Fig. 5: Administered kCP enters in the brain of cpKO mice inducing improvement in motor coordination, reduction of iron accumulation and prevention of cerebellar neurodegeneration. | Communications Biology

Fig. 5: Administered kCP enters in the brain of cpKO mice inducing improvement in motor coordination, reduction of iron accumulation and prevention of cerebellar neurodegeneration.

From: New orphan disease therapies from the proteome of industrial plasma processing waste- a treatment for aceruloplasminemia

Fig. 5

a Ex vivo distribution of [64Cu]-kCP measured in the brain of cpKO (N = 9) and control WT (N = 6) mice. Data are expressed as Standardized Uptake Value (SUV) and are the means ± SEM. bd Motor coordination behavior analysis for b constant speed rotarod, c grid test, and d beam walking test in mice after 4 months of treatment with either kCP (KO+kCP) or saline (KO, WT). e ELISA evaluation of human CP in brain of treated mice. f Iron quantification by ICP-MS in whole brain homogenates. g Representative images of iron staining (brown) in choroid plexus where cells were counterstained in blue; gray-scale lower panels represent the originally acquired images for different wavelengths corresponding to blue and brown; magnification 20×, scalebar: 50 µm. h Quantification of iron deposition as ratio of iron/cells-stained areas. i Purkinje cells count on a linear distance of 500 µm in the cerebellum of treated mice. j Representative images of the staining of Purkinje cells; magnification 10×, scalebar: 50 µm.
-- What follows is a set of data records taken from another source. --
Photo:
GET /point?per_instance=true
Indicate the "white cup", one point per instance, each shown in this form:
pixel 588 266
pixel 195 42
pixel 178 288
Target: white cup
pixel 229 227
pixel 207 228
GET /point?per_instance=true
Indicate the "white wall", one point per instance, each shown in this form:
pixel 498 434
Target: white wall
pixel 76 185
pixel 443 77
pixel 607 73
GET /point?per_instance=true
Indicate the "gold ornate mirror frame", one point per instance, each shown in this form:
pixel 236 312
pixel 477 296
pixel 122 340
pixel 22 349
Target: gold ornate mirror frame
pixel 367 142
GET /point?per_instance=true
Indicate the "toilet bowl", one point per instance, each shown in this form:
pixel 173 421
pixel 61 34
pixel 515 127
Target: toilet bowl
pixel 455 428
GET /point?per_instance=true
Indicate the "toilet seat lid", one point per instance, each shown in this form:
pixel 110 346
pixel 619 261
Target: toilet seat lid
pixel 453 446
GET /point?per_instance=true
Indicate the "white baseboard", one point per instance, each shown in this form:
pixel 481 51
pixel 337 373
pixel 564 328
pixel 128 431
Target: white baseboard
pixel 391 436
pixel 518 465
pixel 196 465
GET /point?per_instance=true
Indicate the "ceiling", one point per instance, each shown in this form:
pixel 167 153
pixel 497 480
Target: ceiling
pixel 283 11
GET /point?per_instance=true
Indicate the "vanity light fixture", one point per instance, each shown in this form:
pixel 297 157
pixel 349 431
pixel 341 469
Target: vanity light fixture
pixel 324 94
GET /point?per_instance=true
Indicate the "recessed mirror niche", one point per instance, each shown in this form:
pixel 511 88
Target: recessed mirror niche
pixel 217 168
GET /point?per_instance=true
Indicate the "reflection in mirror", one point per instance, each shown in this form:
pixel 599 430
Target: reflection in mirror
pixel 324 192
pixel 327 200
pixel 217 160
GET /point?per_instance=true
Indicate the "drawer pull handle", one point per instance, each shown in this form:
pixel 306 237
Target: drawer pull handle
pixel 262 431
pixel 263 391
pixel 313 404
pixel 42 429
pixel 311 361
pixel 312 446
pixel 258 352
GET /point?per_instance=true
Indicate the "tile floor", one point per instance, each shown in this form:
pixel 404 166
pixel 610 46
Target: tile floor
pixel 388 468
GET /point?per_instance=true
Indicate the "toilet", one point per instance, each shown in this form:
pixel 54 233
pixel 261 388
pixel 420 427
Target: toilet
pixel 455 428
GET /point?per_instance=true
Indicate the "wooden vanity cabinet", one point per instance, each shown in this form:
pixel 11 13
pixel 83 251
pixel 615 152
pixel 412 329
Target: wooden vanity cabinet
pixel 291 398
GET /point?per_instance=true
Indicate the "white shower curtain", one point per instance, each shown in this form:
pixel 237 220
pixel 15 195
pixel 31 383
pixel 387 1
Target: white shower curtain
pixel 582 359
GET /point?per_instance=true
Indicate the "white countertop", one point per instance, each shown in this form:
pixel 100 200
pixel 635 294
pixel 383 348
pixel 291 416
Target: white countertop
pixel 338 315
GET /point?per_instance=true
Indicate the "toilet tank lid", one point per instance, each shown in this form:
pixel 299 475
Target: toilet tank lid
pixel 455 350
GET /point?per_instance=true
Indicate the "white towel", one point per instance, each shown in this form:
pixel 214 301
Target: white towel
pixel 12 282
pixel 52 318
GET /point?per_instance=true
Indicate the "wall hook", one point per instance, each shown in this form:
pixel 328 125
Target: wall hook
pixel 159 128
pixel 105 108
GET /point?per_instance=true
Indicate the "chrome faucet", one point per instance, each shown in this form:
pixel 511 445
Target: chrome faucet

Data are presented as means ± SEM; each dot corresponds to one animal (N = 20 mice/group and N = 40 for cpKO at 6 months). Statistical P values were evaluated by Mann-Whitney test in a, by one-way ANOVA (An) followed by Tukey’s post-test analysis c, d, h, i or Kruskal-Wallis (K-W) test followed by either Dunn’s b or uncorrected Dunn’s e, f post-test analysis. k Representative confocal images of autofluorescent Purkinje cells. Scalebar: 10 µm. l Analysis of autofluorescent Purkinje cells linear density (KO N = 10, KO + CP N = 12, WT N = 12 mice/group). Data are presented as means ± SEM; each dot corresponds to one animal. Statistical P values were evaluated by one way ANOVA followed by Newman Keuls post-test.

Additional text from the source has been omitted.